A pesar del incremento en la deuda pública y la crisis económica, la disciplina en las finanzas públicas del país está diluyendo la expectativa de los analistas sobre la posibilidad de que México pierda el grado de inversión en esta administración.

No obstante, el riesgo de un ajuste en la nota soberana se mantiene, principalmente por las presiones que implica la situación financiera de Pemex en las finanzas y por las reformas planteadas recientemente.

Los inversionistas han mostrado más optimismo por el soberano de México, ya que de 80 encuestados encuestados por Credit Suisse, el 62 por ciento opinó que al menos dos agencias reducirán la calificación soberana de México a terreno especulativo en lo que resta del mandato del presidente Andrés Manuel López Obrador.

Este porcentaje se ha disminuido en los últimos meses; en junio del año anterior 78 por ciento estimaba que el país perdería el grado de inversión en la presente administración y la cifra que bajó a 74 por ciento en octubre.

Además de ello, el 76 por ciento descarta un nuevo recorte a la nota soberana en los próximos seis meses, porcentaje que ha aumentado al menos en las últimas cinco encuestas, ya que a inicios del 2020 solo el 57 por ciento consideraba que no habría movimientos a la baja por parte de las agencias.

Alonso Cervera, economista en jefe para América Latina de Credit Suisse, indicó que esta mejora en la percepción de los inversionistas obedece, en gran medida, a la disciplina fiscal que mantiene la actual administración.

"Las mejores expectativas tienen que ver con la disciplina fiscal que ha mantenido el gobierno federal, a pesar de la crisis económica y de salud.

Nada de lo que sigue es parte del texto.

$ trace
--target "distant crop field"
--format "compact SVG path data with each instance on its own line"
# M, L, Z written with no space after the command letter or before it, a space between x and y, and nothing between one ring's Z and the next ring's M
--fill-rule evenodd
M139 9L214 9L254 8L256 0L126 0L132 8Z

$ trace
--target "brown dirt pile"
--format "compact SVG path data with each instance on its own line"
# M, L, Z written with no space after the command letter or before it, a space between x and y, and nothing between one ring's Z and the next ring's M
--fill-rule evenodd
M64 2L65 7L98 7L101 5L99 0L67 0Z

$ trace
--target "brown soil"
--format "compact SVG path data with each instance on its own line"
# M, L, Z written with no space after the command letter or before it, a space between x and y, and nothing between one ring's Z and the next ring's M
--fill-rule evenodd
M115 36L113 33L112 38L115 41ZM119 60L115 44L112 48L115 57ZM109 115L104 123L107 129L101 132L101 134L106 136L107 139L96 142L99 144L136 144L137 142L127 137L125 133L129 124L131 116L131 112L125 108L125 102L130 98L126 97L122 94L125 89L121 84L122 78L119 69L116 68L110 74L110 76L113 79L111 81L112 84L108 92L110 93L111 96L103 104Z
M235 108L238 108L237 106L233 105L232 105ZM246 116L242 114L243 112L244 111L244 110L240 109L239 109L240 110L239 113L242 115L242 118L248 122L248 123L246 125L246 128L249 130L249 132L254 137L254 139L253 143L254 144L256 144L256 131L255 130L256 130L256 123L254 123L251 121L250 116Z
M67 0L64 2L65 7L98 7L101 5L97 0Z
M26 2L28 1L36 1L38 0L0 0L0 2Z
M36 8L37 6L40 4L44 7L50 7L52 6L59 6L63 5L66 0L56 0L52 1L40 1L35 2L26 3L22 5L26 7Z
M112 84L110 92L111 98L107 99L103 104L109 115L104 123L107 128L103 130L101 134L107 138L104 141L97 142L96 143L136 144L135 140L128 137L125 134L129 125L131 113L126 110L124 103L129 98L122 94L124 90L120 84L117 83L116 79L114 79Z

Además, creo que las calificaciones soberanas de otros países en la región, los que sí aumentaron su déficit fiscal y que tienen una calificación similar a la de México, podrían estar más presionadas en cuanto a bajas en sus calificaciones", abundó.

Ernesto O'Farrill, presidente de Grupo Bursamétrica, consideró que el optimismo de los inversionistas se debe a que la mayoría de las calificadoras reafirmaron la nota soberana hacia el cierre del año pasado, además de coincidir en que la disciplina fiscal fue un punto fuerte para México.

"Esto se debe a que las agencias ratificaron las calificaciones hace poco, y tanto en Moody's como en S&P estamos varios escalones arriba del grado de inversión; lo que hemos comprobado es que, la estricta disciplina fiscal la están reconociendo las calificadoras", expuso el especialista.

"Las calificadoras, aunque nos ratificaron, hablando de S&P y Moody's, nos dejaron en perspectiva negativa; no es del todo una buena noticia la ratificación", dijo y añadió que las reformas que se han planteado actualmente también podrían impactar negativamente en las futuras decisiones de las calificadoras.

Los riesgos

Carlos González, director de análisis Monex, concordó en que el optimismo entre los inversionistas se debe a la disciplina fiscal; sin embargo, dijo que las calificadoras podrían tomar acciones a la baja dado el apoyo recurrente que ha otorgado el gobierno a Pemex.

"Prácticamente la atención estará centrada, principalmente en el tema de Pemex, en la estrategia hacia delante", expresó. A esto, añadió que las recientes reformas planteadas no abonan a la confianza de los inversionistas y podrían provocar ajustes negativos a la nota crediticia.

Alejandro Saldaña, gerente de análisis económico de Ve Por Más, no descartaría posibles ajustes a la baja. "No se habla de una pérdida del grado de inversión, creo que en este momento no es probable que pudiera suceder, pero sí puede haber espacio para una degradación en la calificación, al menos un escalón por parte de Moody's o S&P", dijo y comentó que Pemex es un factor de riesgo fiscal, además de que las agencias están a la expectativa de las posibles reformas, sobre todo en la de Banxico.